11. The model inference optimization method according to claim 1, characterized in that, The method further includes: The first and second cache regions in the mixed precision cache are divided into physical page frames of fixed size; Allocate a contiguous virtual address space for the key-value pairs to be written, map the virtual address space to several physical page frames, and establish a mapping from the location index to the virtual address space; When the length of the inference result sequence dynamically increases, resulting in insufficient physical page frames, a new physical page frame is allocated through the memory allocator and the page table entries are updated. When a key-value pair migrates from the first cache area to the second cache area due to window sliding, a quantization conversion from the first precision floating-point format to the second precision fixed-point format is performed in the original physical page frame, or a new physical page frame is reallocated to store the quantized second precision fixed-point format data and quantization parameters, and the original physical page frame is released.

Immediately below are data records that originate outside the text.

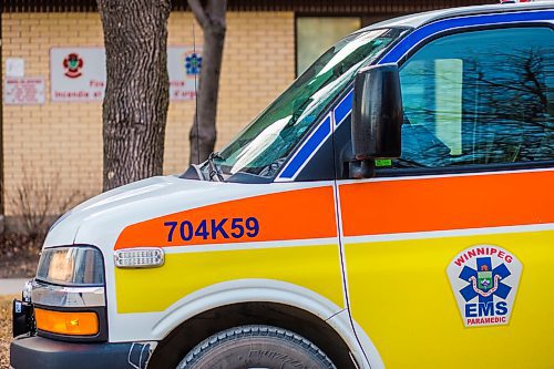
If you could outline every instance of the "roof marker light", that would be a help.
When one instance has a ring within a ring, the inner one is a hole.
[[[113,257],[119,268],[156,268],[165,263],[164,250],[158,247],[120,249]]]

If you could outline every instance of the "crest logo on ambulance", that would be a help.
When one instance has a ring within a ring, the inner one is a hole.
[[[523,266],[510,252],[478,245],[458,254],[447,268],[465,327],[510,322]]]

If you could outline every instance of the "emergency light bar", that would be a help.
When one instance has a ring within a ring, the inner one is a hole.
[[[155,268],[164,265],[164,250],[158,247],[127,248],[114,254],[119,268]]]
[[[500,3],[535,2],[540,0],[500,0]]]

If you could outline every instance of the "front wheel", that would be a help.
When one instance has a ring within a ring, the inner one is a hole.
[[[336,369],[316,345],[289,330],[243,326],[208,337],[177,369]]]

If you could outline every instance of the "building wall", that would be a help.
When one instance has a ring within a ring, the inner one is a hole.
[[[295,76],[293,12],[229,12],[218,103],[216,150],[274,100]],[[191,13],[173,12],[168,45],[193,43]],[[196,42],[202,30],[195,25]],[[102,104],[50,102],[52,47],[102,47],[98,13],[2,13],[2,61],[23,58],[25,76],[43,76],[43,105],[3,105],[4,207],[19,213],[18,194],[35,187],[53,203],[102,188]],[[2,63],[2,76],[6,62]],[[3,81],[2,81],[3,83]],[[164,172],[188,163],[194,102],[171,102]],[[55,207],[55,206],[53,206]]]

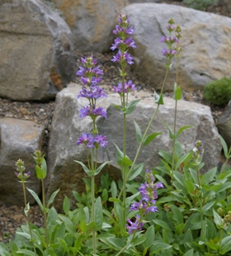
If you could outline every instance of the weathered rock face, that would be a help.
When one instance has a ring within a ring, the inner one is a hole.
[[[68,24],[78,51],[107,51],[114,18],[127,0],[52,0]]]
[[[218,120],[217,127],[229,149],[231,147],[231,100],[224,114]]]
[[[166,72],[165,57],[160,43],[167,33],[167,22],[172,17],[182,27],[183,51],[179,63],[179,84],[186,90],[203,88],[214,79],[230,77],[231,19],[175,5],[134,3],[121,12],[130,17],[135,32],[134,40],[136,71],[155,89],[160,88]],[[144,15],[145,14],[145,15]],[[172,90],[175,82],[174,62],[166,90]]]
[[[81,166],[73,162],[79,160],[86,163],[86,148],[84,145],[78,146],[76,141],[80,135],[83,132],[90,132],[92,129],[90,118],[85,117],[82,120],[79,118],[79,110],[87,104],[86,99],[77,100],[77,95],[81,88],[80,85],[70,84],[59,92],[56,97],[49,145],[50,181],[47,187],[49,195],[58,188],[61,188],[55,200],[59,207],[62,205],[64,195],[72,198],[72,190],[81,192],[85,189],[82,179],[82,177],[86,177],[86,174]],[[139,92],[137,93],[136,96],[139,98]],[[134,98],[135,97],[130,97],[130,99]],[[171,98],[164,98],[164,103],[160,106],[157,118],[150,129],[150,133],[163,131],[163,134],[157,137],[153,143],[144,147],[138,159],[137,164],[144,162],[147,168],[154,168],[158,164],[159,149],[171,150],[172,142],[168,137],[168,130],[163,126],[163,121],[172,127],[175,103]],[[97,121],[99,133],[106,135],[109,141],[104,150],[99,150],[98,161],[99,163],[106,160],[112,161],[104,170],[111,172],[114,178],[120,175],[120,170],[116,164],[114,143],[120,149],[123,145],[122,115],[113,107],[116,104],[120,105],[118,95],[111,94],[103,99],[100,105],[106,109],[108,118],[106,120],[99,118]],[[134,159],[138,148],[133,120],[139,125],[144,132],[156,107],[157,105],[153,97],[145,97],[138,104],[135,111],[127,116],[127,154],[131,159]],[[203,140],[205,147],[204,158],[206,163],[205,170],[217,166],[221,145],[210,107],[194,102],[179,101],[177,127],[187,125],[191,125],[193,127],[184,131],[179,140],[185,150],[191,149],[195,140]]]
[[[36,178],[35,164],[31,154],[41,149],[44,128],[31,121],[14,118],[0,118],[0,205],[24,206],[21,183],[18,182],[16,162],[25,162],[26,171],[31,171],[26,187],[40,193],[40,181]],[[26,192],[27,201],[35,203],[34,198]]]
[[[54,98],[73,69],[72,33],[38,0],[0,2],[0,97]]]

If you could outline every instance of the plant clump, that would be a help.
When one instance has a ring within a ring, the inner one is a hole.
[[[231,99],[231,79],[223,78],[208,83],[204,89],[204,98],[215,105],[225,105]]]

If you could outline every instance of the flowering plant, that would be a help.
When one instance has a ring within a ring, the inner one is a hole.
[[[127,65],[133,64],[129,50],[136,47],[132,39],[134,30],[130,25],[129,17],[120,15],[119,25],[113,31],[117,37],[111,49],[118,52],[111,61],[120,64],[121,77],[121,82],[114,87],[114,91],[120,98],[120,105],[116,107],[123,114],[122,149],[116,145],[122,181],[116,183],[106,173],[101,175],[101,186],[96,189],[95,176],[109,163],[98,166],[97,152],[106,147],[108,142],[105,135],[99,134],[96,122],[97,118],[107,118],[106,111],[97,104],[97,99],[106,97],[106,94],[98,85],[103,71],[97,65],[97,59],[93,56],[82,58],[82,66],[79,67],[77,75],[80,76],[83,86],[77,98],[84,97],[88,104],[80,110],[79,116],[90,118],[92,129],[77,139],[77,146],[86,147],[87,151],[87,166],[80,161],[75,162],[81,164],[90,177],[83,180],[86,193],[80,195],[73,192],[78,206],[74,210],[67,197],[64,200],[63,213],[58,213],[54,207],[50,208],[59,191],[54,192],[46,203],[44,189],[46,162],[45,156],[36,151],[33,158],[37,178],[41,180],[42,202],[33,191],[27,189],[44,213],[45,227],[38,228],[30,223],[30,207],[26,200],[27,224],[17,230],[15,239],[9,244],[0,243],[1,255],[229,255],[231,251],[231,173],[227,164],[231,158],[231,149],[228,149],[220,137],[225,163],[220,172],[214,168],[201,174],[205,154],[203,141],[196,140],[186,154],[177,141],[181,134],[191,126],[176,129],[177,101],[182,97],[177,84],[181,28],[175,26],[175,21],[170,19],[167,31],[169,36],[161,39],[161,42],[167,45],[163,50],[167,61],[166,75],[160,94],[155,92],[157,108],[144,134],[134,122],[139,147],[133,160],[126,150],[126,116],[134,111],[139,100],[130,102],[129,93],[136,90],[136,87],[131,80],[126,80],[125,70]],[[137,164],[136,161],[141,148],[161,134],[148,135],[148,130],[163,104],[163,88],[175,57],[173,129],[163,123],[172,140],[172,150],[168,153],[160,149],[160,163],[152,170],[145,170],[144,164]],[[25,192],[30,172],[25,173],[21,160],[16,164],[16,175]]]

12. The model inference optimization method according to claim 1, characterized in that, The method further includes: In response to the completion of the current inference request and the generation of a complete inference result sequence, the mixed precision cache state corresponding to the current model decoding stage is saved to the storage medium. The cache state includes at least: all key-value pair data and corresponding quantization parameters stored in the first cache region and the second cache region, the current position index set of the first set, and the physical page frame allocation and page table mapping information of the mixed precision cache; In response to receiving a subsequent inference request for the same inference task, the stored mixed-precision cache state is loaded from the storage medium; Based on the loaded cache state, the absolute position index of the first set and the current decoding round is restored, and the initial pre-filling stage is skipped. Decoding is then performed starting from the last position index corresponding to the loaded cache state.
13. An electronic device, characterized in that, include: Memory, used to store computer programs; A processor, configured to implement the steps of the model inference optimization method as described in any one of claims 1 to 12 when executing the computer program.